Jet trackers say Taylor Swift is already back in the US to attend the Super Bowl in Las Vegas.
Whether the global superstar would make the game has been an object of intense speculation.
Swift's boyfriend, Travis Kelce, will play in the game on Sunday.
Taylor Swift may have landed back in the States on Saturday, raising hopes that the global superstar will attend the Super Bowl on Sunday to watch her man.
On social media, Swift fans and aviation journalists believe they've identified her private jet, labeled "The Football Era." It arrived from Tokyo's Haneda Airport at Los Angeles International Airport moments after 3:30 p.m. local time.
Her transportation plans to Las Vegas, where her boyfriend, the NFL's star tight end Travis Kelce, will play in Sunday's Super Bowl, are unknown.
Swift's last song was still ringing in the ears of thousands of fans at the Tokyo Dome on Saturday night when the singer rushed to Haneda Airport, presumably embarking to see Kelce.
"We're all going to go on a great adventure," Swift told the crowd earlier. She was speaking of the music, but it might also describe her race against time, which was to cross nine time zones and the international date line.

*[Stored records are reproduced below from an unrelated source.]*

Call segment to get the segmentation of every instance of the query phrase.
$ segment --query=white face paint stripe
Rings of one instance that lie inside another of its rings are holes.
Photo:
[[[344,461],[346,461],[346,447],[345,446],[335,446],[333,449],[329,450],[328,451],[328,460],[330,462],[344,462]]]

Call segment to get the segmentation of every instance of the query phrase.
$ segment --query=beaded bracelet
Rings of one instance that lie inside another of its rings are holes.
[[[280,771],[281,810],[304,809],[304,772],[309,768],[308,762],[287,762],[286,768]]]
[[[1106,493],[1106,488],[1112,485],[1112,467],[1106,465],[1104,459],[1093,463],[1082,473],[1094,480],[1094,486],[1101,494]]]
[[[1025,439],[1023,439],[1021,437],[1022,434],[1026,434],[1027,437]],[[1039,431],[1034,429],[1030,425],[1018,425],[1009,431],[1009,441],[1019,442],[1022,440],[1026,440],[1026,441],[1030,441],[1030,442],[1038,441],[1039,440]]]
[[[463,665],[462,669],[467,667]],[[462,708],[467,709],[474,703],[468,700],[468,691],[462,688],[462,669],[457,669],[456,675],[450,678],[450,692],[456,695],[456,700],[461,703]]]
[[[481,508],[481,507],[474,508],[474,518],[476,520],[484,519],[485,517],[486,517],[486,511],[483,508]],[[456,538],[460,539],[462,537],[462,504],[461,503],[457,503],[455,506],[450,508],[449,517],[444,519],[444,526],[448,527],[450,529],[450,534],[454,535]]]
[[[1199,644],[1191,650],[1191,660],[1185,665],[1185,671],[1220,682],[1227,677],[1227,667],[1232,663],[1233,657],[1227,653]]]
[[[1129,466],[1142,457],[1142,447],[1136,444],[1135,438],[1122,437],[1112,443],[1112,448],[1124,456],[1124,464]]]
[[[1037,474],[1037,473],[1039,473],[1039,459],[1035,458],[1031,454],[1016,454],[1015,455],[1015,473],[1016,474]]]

With a final bow at the end of her sold-out show, clad in a blue sequined outfit, the crowd screaming, strobe lights pulsing, confetti falling, Swift disappeared beneath the stage, and her journey to the other side of the world began.
Her expected trip to see Kelce's Kansas City Chiefs play the San Francisco 49ers in Las Vegas has fueled imaginations and speculation for weeks.
Her expected arrival to the big game influences whole economic sectors: Fashion brands Swift wears during football games see boosts in sales and the NFL is being promoted to Swift fans halfway across the world.
"I hope she can return in time. It's so romantic," Hitomi Takahashi, a 29-year-old office worker who bought matching Taylor Swift sweatshirts with her friend and took photos just outside the Tokyo Dome, said.
About an hour after the concert ended, AP journalists were near Haneda's private-jet area when minivans drove up, and someone went inside the gate area as four to five people carrying large black umbrellas obstructed the view of the person.
To call the worldwide scrutiny of Swift's travels intense is an understatement
Fans have tracked her jet. Detractors have criticized the planet-warming carbon emissions of her globe-trotting travels. Officials have weighed in on her parking her jet at Las Vegas airports.
Even Japanese diplomats have gotten into the act. The Japanese Embassy in Washington posted on social media that she could make the Super Bowl in time, including in their statement three Swift song titles — "Speak Now," "Fearless," and "Red."
But Swift seems to be pushing back on the criticisms. Business Insider reported that the jet-setting starlet downsized from two planes to one.
She also threatened to sue the man behind the account that tracks her jet — the source of most of her criticisms — claiming that the account would compromise her safety. A lawyer for Jack Sweeney, who runs the account, said Swift's claims were "unfounded."
Swift has been crisscrossing the globe this week
Before coming to Asia, she attended the Grammys in Los Angeles, winning her 14th Grammy and a record-breaking fourth Album of the Year award for "Midnights." Nearly 17 million people watched the show. She also made a surprise announcement that her next album is ready to drop in April.
Then the four concerts in Tokyo, and now the trip back to the States. She has followed Kelce for much of the Chiefs' season.
Swift is expected to fly to Australia later this week to continue her tour.
"This week is truly the best kind of chaos," she posted Wednesday on Instagram.
Representatives for Swift did not immediately respond to a request for comment from BI.